Avere, lungo il cammino, gli occhi di Mosè, non significa anche, come ci ha ricordato il Cardinal Martini, citando la lettera agli Ebrei, marciare come vedendo l'Invisibile?
Se gli occhi perdono di vista l'invisibile si ingigantiscono le paure: le paure sono sempre o quasi sempre sintomo di una falsa fede. Potremmo a ragione dire che le paure - queste sì - sono figlie del demonio: le nostre paure spesso imprecisate, indefinite, gli incubi oscuri, i fantasmi che ci perseguitano, i blocchi inconsci che ci tolgono fiducia.

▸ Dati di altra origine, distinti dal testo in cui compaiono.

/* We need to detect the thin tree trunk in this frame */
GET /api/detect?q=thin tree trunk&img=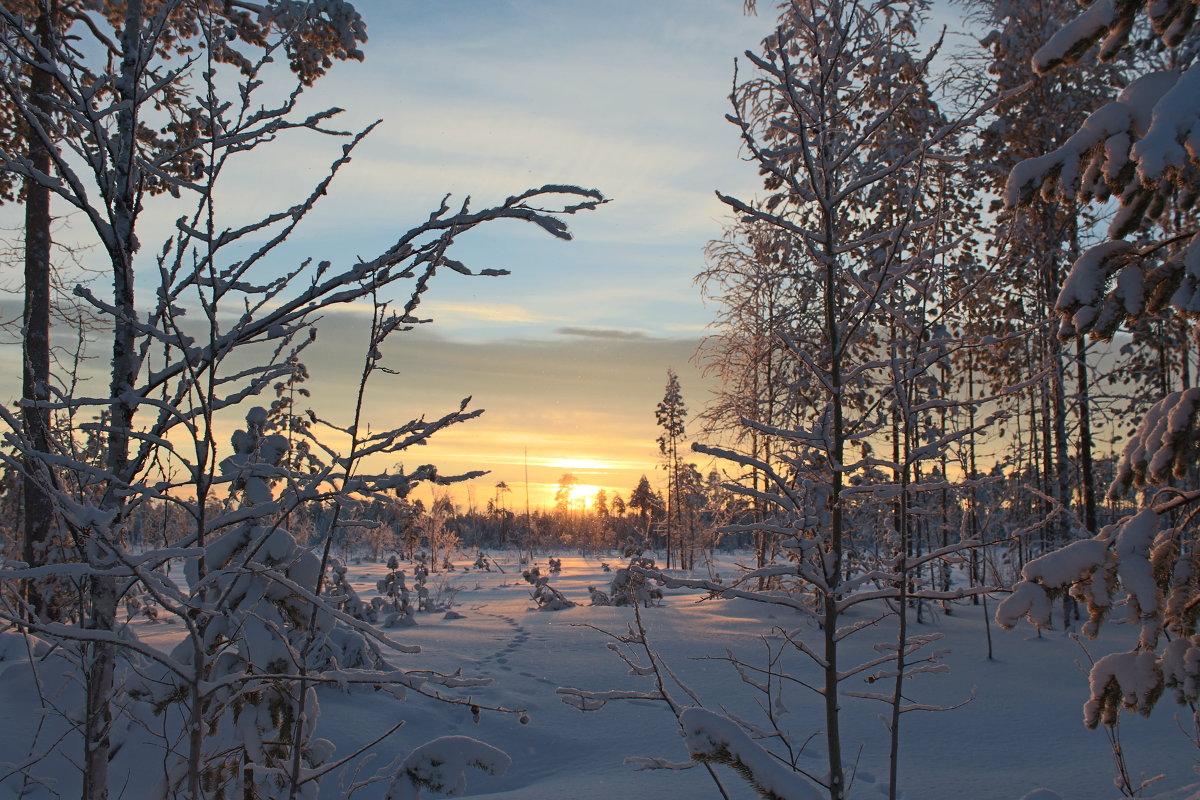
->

E Dio - se è Dio vero, l'Invisibile che ci accompagna, il Dio di Gesù Cristo - è un Dio liberatore: ci libera dalle paure e dai demoni.
C'è da riflettere su un certo clima di demonismo, oggi nell'aria, che finisce per indurre la gente a inseguire ossessivamente esorcismi ed esorcisti. C'è da riflettere - molto da riflettere! - su un certo tipo di cristianesimo che sembra fatto apposta per ingigantire le paure: il cristianesimo di coloro che evocano le paure, cantano le paure, che si illudono di liberare moltiplicando le paure, o sostituendo alle paure un'altra paura, quella di Dio.
No. Il Dio di Gesù Cristo ti restituisce alla pace: alla pace del cuore, alla pace dei tuoi pensieri.
E dunque il cammino della Quaresima come un essere restituiti alla pace, secondo la bellissima parola conservata nella lettera ai Filippesi: "La pace di Dio che sorpassa ogni immaginazione custodirà i vostri cuori e i vostri pensieri in Cristo Gesù" (Fil. 4,7).